I am trying to determine whether my response count data are too overdispersed for a (brms) Bayesian poisson model. I constructed a poisson-generated response variable with low and high levels of noise/dispersion, and I ran negative binomial models:
library(data.table) library(brms) set.seed(72) dt=data.table(predictor=rpois(60,lambda=15)) hist(dt[,predictor],breaks=10) dt[,response:=predictor+round(rnorm(nrow(dt),0,sd=1))] hist(dt[,response],breaks=10) dt[,response_overdisp:=abs(predictor+round(rnorm(nrow(dt),0,sd=10)))] hist(dt[,response_overdisp],breaks=10) bm0.nb=brm(response~predictor,dt,family="negbinomial") bm0.over.nb=brm(response_overdisp~predictor,dt,family="negbinomial") There is already a similar (unanswered) question, but related to how to do it in JAGS.
I saw the advice of the author of the brms package to compare the poisson model against one that includes an observation-level random effect on GitHub based on information criteria, but that seems like an indirect indication of over-dispersion.
So I was wondering whether there are other approaches to get more direct evidence about the overdispersion for bayesian models, using the posterior samples of the estimated shape parameter (which, I thought, could be equivalent to what dHARMA does)?

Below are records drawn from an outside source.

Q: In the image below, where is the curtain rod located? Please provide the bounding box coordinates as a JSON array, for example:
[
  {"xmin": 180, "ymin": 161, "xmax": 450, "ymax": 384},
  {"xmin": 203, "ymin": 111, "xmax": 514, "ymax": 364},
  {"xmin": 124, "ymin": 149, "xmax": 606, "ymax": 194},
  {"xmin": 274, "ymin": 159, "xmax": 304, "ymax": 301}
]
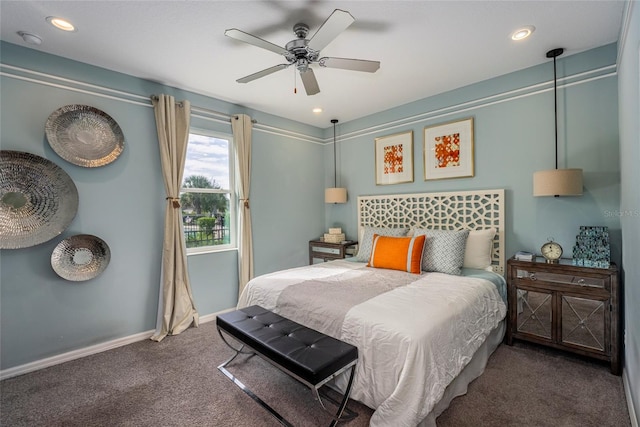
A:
[{"xmin": 151, "ymin": 95, "xmax": 258, "ymax": 123}]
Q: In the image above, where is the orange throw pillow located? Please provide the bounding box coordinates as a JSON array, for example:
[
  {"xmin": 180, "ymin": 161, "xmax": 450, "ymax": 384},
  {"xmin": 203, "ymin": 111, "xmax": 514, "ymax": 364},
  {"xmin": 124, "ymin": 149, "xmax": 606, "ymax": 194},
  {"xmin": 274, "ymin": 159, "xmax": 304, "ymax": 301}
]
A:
[{"xmin": 367, "ymin": 234, "xmax": 426, "ymax": 274}]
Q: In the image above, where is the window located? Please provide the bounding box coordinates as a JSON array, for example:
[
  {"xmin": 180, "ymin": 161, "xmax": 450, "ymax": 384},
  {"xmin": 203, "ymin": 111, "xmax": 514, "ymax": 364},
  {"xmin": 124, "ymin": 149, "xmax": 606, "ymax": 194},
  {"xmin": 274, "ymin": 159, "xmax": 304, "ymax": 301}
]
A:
[{"xmin": 180, "ymin": 129, "xmax": 236, "ymax": 254}]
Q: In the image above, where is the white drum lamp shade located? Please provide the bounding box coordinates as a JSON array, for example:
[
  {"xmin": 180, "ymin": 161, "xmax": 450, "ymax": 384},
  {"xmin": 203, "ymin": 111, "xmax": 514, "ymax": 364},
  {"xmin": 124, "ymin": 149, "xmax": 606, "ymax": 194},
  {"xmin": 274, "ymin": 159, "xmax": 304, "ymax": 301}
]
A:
[
  {"xmin": 324, "ymin": 187, "xmax": 347, "ymax": 203},
  {"xmin": 533, "ymin": 169, "xmax": 582, "ymax": 197}
]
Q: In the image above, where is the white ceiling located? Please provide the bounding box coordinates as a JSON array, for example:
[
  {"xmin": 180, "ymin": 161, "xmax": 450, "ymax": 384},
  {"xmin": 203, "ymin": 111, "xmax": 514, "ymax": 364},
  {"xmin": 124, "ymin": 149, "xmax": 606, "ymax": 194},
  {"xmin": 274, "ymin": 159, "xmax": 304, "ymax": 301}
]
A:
[{"xmin": 0, "ymin": 0, "xmax": 624, "ymax": 128}]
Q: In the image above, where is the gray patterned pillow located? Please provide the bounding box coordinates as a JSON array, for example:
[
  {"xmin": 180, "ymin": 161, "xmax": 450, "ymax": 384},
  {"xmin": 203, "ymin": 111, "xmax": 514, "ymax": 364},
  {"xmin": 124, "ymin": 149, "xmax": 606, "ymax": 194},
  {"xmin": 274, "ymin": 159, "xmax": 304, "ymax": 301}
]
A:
[
  {"xmin": 414, "ymin": 229, "xmax": 469, "ymax": 276},
  {"xmin": 355, "ymin": 227, "xmax": 407, "ymax": 262}
]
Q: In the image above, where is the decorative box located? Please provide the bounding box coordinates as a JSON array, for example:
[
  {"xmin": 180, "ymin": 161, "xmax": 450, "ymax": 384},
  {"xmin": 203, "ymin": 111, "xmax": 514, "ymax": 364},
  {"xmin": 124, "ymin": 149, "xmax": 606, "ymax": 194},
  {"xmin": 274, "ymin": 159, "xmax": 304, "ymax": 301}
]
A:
[
  {"xmin": 324, "ymin": 233, "xmax": 345, "ymax": 243},
  {"xmin": 573, "ymin": 226, "xmax": 611, "ymax": 268}
]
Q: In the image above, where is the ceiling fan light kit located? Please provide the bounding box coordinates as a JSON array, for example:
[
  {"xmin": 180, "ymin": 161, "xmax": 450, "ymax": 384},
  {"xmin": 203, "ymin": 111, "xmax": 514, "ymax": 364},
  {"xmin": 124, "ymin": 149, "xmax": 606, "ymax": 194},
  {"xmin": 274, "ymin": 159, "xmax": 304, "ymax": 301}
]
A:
[
  {"xmin": 224, "ymin": 9, "xmax": 380, "ymax": 95},
  {"xmin": 533, "ymin": 48, "xmax": 582, "ymax": 197}
]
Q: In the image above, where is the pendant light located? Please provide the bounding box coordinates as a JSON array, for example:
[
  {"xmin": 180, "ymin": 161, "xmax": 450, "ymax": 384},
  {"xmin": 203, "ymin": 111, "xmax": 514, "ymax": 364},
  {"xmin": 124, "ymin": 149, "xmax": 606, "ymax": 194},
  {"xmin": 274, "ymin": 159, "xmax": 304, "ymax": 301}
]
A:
[
  {"xmin": 324, "ymin": 119, "xmax": 347, "ymax": 203},
  {"xmin": 533, "ymin": 48, "xmax": 582, "ymax": 197}
]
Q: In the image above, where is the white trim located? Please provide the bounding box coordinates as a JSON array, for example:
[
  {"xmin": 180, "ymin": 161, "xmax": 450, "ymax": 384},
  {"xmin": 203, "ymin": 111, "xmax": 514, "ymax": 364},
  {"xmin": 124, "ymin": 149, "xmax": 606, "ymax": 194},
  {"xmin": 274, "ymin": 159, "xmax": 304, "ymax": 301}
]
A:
[
  {"xmin": 338, "ymin": 64, "xmax": 617, "ymax": 141},
  {"xmin": 622, "ymin": 369, "xmax": 638, "ymax": 427},
  {"xmin": 0, "ymin": 60, "xmax": 616, "ymax": 144},
  {"xmin": 0, "ymin": 63, "xmax": 328, "ymax": 144},
  {"xmin": 616, "ymin": 0, "xmax": 635, "ymax": 67},
  {"xmin": 0, "ymin": 330, "xmax": 155, "ymax": 381},
  {"xmin": 0, "ymin": 307, "xmax": 236, "ymax": 381}
]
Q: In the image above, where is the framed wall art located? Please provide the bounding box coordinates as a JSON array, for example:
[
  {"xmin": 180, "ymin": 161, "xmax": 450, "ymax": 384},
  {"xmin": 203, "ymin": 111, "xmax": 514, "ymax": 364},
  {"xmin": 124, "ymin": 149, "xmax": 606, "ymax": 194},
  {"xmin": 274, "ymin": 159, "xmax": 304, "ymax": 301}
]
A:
[
  {"xmin": 422, "ymin": 117, "xmax": 474, "ymax": 181},
  {"xmin": 375, "ymin": 131, "xmax": 413, "ymax": 185}
]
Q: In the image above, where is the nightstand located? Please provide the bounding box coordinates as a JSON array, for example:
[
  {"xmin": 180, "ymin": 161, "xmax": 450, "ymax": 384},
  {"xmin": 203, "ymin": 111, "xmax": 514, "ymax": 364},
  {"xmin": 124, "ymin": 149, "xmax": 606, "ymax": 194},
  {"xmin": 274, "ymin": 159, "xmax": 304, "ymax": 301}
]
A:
[
  {"xmin": 506, "ymin": 257, "xmax": 622, "ymax": 375},
  {"xmin": 309, "ymin": 240, "xmax": 358, "ymax": 264}
]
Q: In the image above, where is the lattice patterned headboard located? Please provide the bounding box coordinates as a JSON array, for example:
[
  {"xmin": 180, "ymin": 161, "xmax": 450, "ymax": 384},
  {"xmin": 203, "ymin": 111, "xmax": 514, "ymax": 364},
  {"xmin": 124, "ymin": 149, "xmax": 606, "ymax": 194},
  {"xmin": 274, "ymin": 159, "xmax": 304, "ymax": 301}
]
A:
[{"xmin": 358, "ymin": 189, "xmax": 505, "ymax": 275}]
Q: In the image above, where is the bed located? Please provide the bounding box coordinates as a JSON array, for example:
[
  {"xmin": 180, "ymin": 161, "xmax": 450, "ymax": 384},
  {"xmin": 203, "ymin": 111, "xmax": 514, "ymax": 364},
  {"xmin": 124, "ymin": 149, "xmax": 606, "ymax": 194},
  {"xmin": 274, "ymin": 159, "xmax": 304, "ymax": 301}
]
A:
[{"xmin": 238, "ymin": 189, "xmax": 506, "ymax": 426}]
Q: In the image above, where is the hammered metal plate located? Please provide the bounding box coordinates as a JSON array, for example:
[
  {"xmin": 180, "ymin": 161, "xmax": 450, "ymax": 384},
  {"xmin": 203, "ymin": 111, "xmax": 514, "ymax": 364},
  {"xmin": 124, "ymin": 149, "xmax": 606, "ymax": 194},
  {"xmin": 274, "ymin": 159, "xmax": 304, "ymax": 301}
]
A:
[
  {"xmin": 0, "ymin": 150, "xmax": 78, "ymax": 249},
  {"xmin": 51, "ymin": 234, "xmax": 111, "ymax": 282},
  {"xmin": 45, "ymin": 104, "xmax": 124, "ymax": 168}
]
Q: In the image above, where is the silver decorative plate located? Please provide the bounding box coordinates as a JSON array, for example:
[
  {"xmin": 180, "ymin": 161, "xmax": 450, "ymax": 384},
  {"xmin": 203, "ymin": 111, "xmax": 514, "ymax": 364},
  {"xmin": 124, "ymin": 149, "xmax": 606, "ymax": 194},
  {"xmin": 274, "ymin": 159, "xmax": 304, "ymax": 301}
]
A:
[
  {"xmin": 44, "ymin": 104, "xmax": 124, "ymax": 168},
  {"xmin": 0, "ymin": 150, "xmax": 78, "ymax": 249},
  {"xmin": 51, "ymin": 234, "xmax": 111, "ymax": 282}
]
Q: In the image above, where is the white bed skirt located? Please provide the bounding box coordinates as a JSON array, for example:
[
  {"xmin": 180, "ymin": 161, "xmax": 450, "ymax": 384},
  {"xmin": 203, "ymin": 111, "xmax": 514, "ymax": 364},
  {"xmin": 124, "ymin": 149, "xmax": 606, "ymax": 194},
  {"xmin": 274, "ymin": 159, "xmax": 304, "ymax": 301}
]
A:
[{"xmin": 419, "ymin": 320, "xmax": 506, "ymax": 427}]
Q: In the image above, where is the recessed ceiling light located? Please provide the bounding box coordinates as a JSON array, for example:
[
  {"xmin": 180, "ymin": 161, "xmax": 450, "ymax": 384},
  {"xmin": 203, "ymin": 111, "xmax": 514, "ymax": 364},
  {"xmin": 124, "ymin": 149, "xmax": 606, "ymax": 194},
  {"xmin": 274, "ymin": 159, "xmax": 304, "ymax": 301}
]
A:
[
  {"xmin": 511, "ymin": 25, "xmax": 536, "ymax": 41},
  {"xmin": 18, "ymin": 31, "xmax": 42, "ymax": 46},
  {"xmin": 47, "ymin": 16, "xmax": 76, "ymax": 31}
]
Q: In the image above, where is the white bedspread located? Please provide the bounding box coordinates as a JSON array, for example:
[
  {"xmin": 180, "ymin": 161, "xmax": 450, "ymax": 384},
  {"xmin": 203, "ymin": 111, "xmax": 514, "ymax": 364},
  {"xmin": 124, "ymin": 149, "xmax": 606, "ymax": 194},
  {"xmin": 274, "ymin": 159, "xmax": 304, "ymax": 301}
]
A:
[{"xmin": 238, "ymin": 260, "xmax": 506, "ymax": 426}]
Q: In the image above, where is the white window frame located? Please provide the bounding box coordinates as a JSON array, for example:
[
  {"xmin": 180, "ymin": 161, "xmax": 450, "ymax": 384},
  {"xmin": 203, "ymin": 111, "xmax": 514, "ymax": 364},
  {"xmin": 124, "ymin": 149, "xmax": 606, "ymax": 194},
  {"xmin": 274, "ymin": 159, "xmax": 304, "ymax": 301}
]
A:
[{"xmin": 180, "ymin": 127, "xmax": 238, "ymax": 256}]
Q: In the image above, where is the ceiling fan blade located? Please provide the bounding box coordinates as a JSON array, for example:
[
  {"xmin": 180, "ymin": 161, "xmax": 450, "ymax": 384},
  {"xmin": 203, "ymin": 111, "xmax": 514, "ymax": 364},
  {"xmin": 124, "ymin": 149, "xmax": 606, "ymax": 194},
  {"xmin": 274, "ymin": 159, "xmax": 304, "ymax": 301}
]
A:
[
  {"xmin": 318, "ymin": 57, "xmax": 380, "ymax": 73},
  {"xmin": 236, "ymin": 64, "xmax": 291, "ymax": 83},
  {"xmin": 224, "ymin": 28, "xmax": 289, "ymax": 55},
  {"xmin": 308, "ymin": 9, "xmax": 355, "ymax": 52},
  {"xmin": 300, "ymin": 68, "xmax": 320, "ymax": 95}
]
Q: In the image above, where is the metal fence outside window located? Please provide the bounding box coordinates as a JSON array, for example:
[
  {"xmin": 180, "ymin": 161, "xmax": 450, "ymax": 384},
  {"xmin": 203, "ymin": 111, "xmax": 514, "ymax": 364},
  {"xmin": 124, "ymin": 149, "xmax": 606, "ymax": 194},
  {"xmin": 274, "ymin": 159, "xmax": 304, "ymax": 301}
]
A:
[{"xmin": 182, "ymin": 215, "xmax": 230, "ymax": 248}]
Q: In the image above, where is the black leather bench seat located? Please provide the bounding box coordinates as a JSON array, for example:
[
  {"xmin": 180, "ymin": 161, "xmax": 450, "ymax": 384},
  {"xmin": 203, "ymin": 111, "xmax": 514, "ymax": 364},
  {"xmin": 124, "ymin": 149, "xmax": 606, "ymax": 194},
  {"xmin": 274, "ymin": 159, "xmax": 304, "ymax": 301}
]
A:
[{"xmin": 216, "ymin": 305, "xmax": 358, "ymax": 386}]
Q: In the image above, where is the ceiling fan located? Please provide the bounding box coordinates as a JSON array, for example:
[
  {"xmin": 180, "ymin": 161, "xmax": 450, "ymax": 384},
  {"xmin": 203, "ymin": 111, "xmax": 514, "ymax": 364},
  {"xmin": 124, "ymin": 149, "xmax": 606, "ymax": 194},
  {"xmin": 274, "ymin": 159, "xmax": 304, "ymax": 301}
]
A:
[{"xmin": 224, "ymin": 9, "xmax": 380, "ymax": 95}]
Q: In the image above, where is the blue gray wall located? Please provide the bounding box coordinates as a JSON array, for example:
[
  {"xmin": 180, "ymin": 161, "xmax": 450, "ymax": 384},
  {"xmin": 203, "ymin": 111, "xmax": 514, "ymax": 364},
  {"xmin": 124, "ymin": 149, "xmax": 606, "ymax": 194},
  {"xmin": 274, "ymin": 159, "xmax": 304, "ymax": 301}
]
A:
[
  {"xmin": 326, "ymin": 45, "xmax": 621, "ymax": 265},
  {"xmin": 0, "ymin": 43, "xmax": 324, "ymax": 371},
  {"xmin": 618, "ymin": 2, "xmax": 640, "ymax": 425}
]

What I tried so far is to extract the predicted means and the shape parameter posterior distribution, compute the dispersion parameter, plot it, and test the probability that it is greater than 1:
model0=bm0.nb #different models can be tested shape_post=posterior_samples(model0)$shape means_post=rowMeans(posterior_predict(model0)) dispersion_post=1+means_post/shape_post hist(dispersion_post,xlim=c(0.9,max(dispersion_post))) abline(v=1,col="red") hypothesis(model0,paste("1+",mean(means_post),"/shape>1",sep=""),class=NULL) It turns that since the dispersion parameter has a lower bound at 1, and can only be greater, I always find that its credible interval is above 1. I understand that if I set a different threshold level for the dispersion parameter (say, 1.2), I could determine overdispersion based on that, but I found no consensus threshold value for that, and other dispersion tests seem to simulate or compute dispersion parameters that can go below 1. So I did not post this as an answer because it is not satisfactory yet.